La lettre du président de la FFME, Pierre You

Mesdames, Messieurs les Président(e)s des ligues Mesdames, Messieurs les Président(e)s des comités territoriaux Mesdames, Messieurs les Président(e)s des clubs

Cher(e)s président(e)s, cher(e)s ami(e)s, Avant toute chose, en cette difficile période de crise sanitaire, je vous souhaite, à vous et à vos proches, la meilleure santé possible. J’espère que le confinement auquel nous nous astreignons tous et qui nous prive temporairement de nos activités sportives favorites reste supportable.
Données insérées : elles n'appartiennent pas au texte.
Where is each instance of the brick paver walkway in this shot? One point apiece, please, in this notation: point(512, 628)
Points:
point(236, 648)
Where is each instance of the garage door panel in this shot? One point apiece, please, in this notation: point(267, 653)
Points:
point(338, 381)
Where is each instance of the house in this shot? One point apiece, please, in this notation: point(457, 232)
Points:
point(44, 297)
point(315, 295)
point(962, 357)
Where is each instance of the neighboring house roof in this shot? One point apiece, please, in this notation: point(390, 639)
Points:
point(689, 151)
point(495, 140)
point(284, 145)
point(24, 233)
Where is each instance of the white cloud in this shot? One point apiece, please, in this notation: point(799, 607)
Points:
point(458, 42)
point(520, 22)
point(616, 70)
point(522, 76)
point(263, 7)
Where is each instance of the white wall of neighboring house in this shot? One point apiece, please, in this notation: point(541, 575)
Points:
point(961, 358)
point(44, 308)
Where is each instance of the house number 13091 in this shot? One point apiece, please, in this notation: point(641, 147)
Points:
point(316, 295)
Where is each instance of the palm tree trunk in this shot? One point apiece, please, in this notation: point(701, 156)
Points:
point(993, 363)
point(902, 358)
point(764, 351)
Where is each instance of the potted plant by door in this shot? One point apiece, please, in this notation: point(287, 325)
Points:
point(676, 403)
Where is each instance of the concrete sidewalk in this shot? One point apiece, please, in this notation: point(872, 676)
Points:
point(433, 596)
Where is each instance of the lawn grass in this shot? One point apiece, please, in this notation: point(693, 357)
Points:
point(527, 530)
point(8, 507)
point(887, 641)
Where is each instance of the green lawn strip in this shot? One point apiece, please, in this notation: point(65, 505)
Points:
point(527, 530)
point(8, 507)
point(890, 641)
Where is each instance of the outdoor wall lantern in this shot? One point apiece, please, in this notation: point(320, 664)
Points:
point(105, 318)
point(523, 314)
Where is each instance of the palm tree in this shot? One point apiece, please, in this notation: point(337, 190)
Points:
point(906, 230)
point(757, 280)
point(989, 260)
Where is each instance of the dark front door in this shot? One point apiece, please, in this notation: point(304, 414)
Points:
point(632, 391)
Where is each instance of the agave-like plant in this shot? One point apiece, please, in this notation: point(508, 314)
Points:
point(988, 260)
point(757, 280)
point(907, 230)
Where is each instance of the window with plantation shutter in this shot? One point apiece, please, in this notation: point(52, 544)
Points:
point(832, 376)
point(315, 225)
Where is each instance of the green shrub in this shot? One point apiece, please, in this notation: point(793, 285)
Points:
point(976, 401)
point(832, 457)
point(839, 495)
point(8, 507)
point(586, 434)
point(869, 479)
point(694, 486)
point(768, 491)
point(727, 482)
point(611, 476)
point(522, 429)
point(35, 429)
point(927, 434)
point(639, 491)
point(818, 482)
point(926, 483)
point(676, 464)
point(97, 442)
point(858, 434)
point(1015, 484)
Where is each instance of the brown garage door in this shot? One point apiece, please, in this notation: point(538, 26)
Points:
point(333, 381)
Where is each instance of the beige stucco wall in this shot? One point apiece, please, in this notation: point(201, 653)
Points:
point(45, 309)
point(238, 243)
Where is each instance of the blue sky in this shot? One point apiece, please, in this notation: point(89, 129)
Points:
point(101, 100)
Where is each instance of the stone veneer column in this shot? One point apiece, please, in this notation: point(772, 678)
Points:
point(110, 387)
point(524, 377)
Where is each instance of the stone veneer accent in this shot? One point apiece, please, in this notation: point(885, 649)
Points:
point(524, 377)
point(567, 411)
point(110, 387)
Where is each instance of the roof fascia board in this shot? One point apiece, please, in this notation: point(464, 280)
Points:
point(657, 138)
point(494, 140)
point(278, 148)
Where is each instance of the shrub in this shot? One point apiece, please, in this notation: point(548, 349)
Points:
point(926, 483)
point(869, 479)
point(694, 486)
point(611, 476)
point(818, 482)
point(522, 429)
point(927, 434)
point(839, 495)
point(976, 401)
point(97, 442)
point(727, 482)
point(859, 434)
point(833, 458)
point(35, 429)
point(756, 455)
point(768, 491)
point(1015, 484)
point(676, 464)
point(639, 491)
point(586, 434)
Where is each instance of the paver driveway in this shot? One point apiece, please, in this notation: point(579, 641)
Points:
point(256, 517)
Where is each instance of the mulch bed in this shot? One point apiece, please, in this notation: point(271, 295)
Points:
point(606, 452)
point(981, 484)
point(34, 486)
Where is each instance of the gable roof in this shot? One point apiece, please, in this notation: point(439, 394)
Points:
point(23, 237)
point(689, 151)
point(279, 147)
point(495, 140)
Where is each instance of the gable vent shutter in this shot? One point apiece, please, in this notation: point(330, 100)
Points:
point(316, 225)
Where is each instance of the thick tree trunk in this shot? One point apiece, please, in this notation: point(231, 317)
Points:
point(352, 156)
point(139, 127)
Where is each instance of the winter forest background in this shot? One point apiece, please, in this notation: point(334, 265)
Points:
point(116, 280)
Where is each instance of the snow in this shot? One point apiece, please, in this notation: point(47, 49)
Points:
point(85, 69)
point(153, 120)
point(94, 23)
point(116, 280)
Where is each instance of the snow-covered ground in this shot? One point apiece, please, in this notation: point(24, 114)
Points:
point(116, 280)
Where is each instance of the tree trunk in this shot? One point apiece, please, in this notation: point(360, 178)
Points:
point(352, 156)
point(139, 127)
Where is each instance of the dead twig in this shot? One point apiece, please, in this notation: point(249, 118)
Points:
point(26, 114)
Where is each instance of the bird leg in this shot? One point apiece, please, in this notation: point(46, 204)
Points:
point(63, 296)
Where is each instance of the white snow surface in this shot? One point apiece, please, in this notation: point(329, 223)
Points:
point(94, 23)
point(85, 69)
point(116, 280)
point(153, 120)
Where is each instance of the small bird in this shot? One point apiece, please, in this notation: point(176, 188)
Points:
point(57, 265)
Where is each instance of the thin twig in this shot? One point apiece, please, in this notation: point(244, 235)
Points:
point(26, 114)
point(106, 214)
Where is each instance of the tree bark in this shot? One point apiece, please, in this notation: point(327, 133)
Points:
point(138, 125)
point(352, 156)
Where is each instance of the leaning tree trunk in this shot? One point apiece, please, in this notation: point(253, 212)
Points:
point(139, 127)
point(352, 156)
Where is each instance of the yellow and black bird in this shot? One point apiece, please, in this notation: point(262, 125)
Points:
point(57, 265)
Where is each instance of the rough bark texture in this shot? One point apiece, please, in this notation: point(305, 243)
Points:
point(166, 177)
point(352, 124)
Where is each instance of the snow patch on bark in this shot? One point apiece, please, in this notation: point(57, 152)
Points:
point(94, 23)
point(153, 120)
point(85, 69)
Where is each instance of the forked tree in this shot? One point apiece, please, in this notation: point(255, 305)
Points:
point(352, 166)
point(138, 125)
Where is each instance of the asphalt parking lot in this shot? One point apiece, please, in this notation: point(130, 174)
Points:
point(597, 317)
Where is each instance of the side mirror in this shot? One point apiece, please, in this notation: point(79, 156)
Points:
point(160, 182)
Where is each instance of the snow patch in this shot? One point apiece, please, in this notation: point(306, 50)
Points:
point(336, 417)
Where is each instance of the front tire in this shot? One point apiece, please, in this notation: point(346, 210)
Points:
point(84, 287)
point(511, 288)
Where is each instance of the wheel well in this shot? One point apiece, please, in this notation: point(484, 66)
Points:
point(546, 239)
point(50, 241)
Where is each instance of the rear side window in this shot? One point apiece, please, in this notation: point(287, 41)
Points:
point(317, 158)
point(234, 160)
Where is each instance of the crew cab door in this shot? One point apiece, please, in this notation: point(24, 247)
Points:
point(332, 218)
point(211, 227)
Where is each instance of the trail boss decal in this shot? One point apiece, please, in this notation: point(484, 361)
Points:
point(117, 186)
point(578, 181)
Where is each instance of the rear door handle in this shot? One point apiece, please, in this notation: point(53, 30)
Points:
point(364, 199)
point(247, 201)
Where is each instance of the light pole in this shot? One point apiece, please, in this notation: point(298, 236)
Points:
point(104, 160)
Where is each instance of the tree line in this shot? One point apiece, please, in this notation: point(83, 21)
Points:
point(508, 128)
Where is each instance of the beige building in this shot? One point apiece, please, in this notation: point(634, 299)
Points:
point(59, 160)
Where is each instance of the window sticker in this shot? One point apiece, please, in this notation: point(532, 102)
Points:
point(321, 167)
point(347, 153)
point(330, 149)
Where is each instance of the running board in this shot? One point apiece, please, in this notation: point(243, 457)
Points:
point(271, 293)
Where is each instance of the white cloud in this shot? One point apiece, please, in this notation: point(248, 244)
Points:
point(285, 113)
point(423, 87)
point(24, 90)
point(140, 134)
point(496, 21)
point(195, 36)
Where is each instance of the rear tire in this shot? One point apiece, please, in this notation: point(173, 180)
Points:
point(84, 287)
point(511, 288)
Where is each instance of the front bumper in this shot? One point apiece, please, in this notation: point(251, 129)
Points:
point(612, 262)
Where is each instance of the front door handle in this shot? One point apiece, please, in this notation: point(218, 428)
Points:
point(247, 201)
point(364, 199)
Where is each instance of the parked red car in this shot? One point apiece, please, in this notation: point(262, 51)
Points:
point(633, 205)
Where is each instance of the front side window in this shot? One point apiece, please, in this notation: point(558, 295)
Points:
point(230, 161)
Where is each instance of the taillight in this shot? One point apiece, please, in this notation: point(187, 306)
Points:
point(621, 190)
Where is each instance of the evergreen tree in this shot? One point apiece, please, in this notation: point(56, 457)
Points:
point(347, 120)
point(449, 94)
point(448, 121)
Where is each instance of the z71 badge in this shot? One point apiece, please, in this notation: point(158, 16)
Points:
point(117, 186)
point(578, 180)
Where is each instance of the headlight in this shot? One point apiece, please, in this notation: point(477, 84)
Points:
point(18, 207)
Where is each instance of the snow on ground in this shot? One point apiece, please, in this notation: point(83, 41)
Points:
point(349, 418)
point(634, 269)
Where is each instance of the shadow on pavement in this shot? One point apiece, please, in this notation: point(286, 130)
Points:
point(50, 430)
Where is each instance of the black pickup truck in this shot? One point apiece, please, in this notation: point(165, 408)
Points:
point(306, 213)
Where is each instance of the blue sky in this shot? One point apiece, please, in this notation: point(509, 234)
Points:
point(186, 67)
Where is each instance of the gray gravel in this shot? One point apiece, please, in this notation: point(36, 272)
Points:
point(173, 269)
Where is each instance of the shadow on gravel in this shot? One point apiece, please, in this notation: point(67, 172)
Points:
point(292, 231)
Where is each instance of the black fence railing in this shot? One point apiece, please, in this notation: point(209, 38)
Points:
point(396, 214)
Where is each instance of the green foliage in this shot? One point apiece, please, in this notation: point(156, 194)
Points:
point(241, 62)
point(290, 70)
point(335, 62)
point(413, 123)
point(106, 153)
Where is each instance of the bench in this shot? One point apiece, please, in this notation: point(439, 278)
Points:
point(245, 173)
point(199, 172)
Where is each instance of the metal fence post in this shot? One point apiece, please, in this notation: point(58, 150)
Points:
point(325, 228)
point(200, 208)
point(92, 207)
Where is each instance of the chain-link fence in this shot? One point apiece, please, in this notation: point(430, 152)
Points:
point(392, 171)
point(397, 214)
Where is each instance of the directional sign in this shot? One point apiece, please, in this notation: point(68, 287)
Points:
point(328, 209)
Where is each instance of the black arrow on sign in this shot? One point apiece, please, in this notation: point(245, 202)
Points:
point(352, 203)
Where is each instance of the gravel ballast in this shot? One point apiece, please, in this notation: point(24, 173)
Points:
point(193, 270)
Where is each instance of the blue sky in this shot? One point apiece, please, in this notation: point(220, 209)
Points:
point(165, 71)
J’aurais préféré envoyer ce courrier dans une période plus favorable. J’aurais surtout préféré en parler de vive voix et en débattre avec vous lors de notre assemblée générale prévue le 4 avril dernier. Mais, malgré la crise actuelle, la vie fédérale continue et vous comprendrez certainement la nécessité de vous communiquer ces informations dès aujourd’hui pour que nos clubs puissent préparer au mieux la prochaine saison.

Depuis quelques années, nous constatons une hausse sensible du nombre de dossiers où, des victimes d’accident d’escalade résultant de chutes de pierres, recherchent la responsabilité civile de la fédération. Parmi eux, le plus impactant est certainement celui de l’accident de Vingrau, où nous sommes, à ce stade de la procédure, condamnés à verser aux victimes la somme de 1.620.000 €.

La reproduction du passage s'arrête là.